Glue Language: A glue language is a programming language (usually an interpreted scripting language) that is designed or suited for writing glue code - code to connect software components. They are especially useful for writing and maintaining:
- Custom commands for a command shell
- Smaller programs than those that are better implemented in a compiled language
- "Wrapper" programs for executable, like a batch file that moves or manipulates files and does other things with the operating system before or after running an application like a word processor, spreadsheet, data base, assembler, compiler, etc.
- Scripts that may change
- Rapid prototypes of a solution.

Examples include: PHP, Perl, Python, JScript and JavaScript, Erlang, JCL, AppleScript, Ruby, Tcl, Lua, Rexx etc

Job control languages and shells: JCL or Job Control Language is a programming language designed to control how jobs are executed by the computer processor. JCL is a language used to construct statements that identify a particular job to be run and specify the job's requirements to the operating system under which it will run.
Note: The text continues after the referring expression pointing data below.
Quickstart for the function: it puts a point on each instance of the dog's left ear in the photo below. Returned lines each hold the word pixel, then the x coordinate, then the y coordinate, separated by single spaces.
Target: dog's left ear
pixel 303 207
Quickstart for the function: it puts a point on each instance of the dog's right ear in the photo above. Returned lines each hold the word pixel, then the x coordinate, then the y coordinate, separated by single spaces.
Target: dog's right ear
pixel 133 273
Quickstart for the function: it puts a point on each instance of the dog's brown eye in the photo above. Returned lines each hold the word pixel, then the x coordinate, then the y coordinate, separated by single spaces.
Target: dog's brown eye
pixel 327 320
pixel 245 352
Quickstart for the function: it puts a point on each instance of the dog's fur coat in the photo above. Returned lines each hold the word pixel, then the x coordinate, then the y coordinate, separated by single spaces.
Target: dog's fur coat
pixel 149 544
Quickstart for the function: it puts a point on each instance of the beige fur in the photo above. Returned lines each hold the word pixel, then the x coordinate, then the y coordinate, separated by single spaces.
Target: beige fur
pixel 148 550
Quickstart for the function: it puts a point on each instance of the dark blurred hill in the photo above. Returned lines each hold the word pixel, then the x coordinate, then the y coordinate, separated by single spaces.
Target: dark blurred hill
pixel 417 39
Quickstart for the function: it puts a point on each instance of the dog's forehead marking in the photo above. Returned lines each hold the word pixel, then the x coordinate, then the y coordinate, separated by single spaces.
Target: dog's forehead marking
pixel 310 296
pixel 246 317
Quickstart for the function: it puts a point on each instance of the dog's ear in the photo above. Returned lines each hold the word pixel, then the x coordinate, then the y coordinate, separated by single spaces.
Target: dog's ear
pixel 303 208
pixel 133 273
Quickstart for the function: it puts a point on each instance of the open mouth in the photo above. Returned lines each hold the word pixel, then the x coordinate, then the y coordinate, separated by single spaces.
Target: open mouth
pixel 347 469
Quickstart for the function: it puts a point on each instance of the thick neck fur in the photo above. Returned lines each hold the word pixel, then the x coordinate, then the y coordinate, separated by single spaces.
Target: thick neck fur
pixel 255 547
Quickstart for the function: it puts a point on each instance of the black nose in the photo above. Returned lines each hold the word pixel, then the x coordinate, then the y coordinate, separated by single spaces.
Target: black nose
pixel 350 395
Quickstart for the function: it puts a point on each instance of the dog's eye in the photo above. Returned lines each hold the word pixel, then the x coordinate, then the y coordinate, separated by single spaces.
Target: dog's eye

Shell: a shell is a user interface for access to an operating system's services. In general, operating system shells use either a command-line interface (CLI) or graphical user interface (GUI), depending on a computer's role and particular operation.

Application-specific languages:  An application-specific scripting language can be viewed as a domain-specific programming language specialized to a single application. Languages of this sort are designed for a single application; and, while they may superficially resemble a specific general-purpose language (e.g. QuakeC, modeled after C), they have custom features that distinguish them. Emacs Lisp, while a fully formed and capable dialect of Lisp, contains many special features that make it most useful for extending the editing functions of Emacs.

GUI scripting: with the advent of graphical user interfaces, a specialized kind of scripting language emerged for controlling a computer. These languages interact with the same graphic windows, menus, buttons, and so on that a human user would. They do this by simulating the actions of a user. These languages are typically used to automate user actions. Such languages are also called "macros" when control is through simulated key presses or mouse clicks.

Extension/embeddable languages: A number of languages have been designed for the purpose of replacing application-specific scripting languages by being embeddable in application programs. The application programmer (working in C or another systems language) includes "hooks" where the scripting language can control the application. These languages may be technically equivalent to an application-specific extension language but when an application embeds a "common" language, the user gets the advantage of being able to transfer skills from application to application. A more generic alternative is simply to provide a library (often a C library) that a general-purpose language can use to control the application, without modifying the language for the specific domain.

Importance of Scripting Language

Scripting languages are useful in achieving the following purposes;

1. They are used to interface different  applications i.e connecting two or more applications together, major function of glue scripting languages.

2. They are used to develop Shell (Command Line Interface (CLI)) to interact directly with the processor.

3. They are used to design simple and very interactive GUI (Graphic User Interface) interface.

4. Scripting languages are used in developing suitable web applications.

5. General purpose scripting languages such as Python, Perl, Ruby, PHP etc are used to program development environments (DE).

6. They are used in designing embedded systems or applications.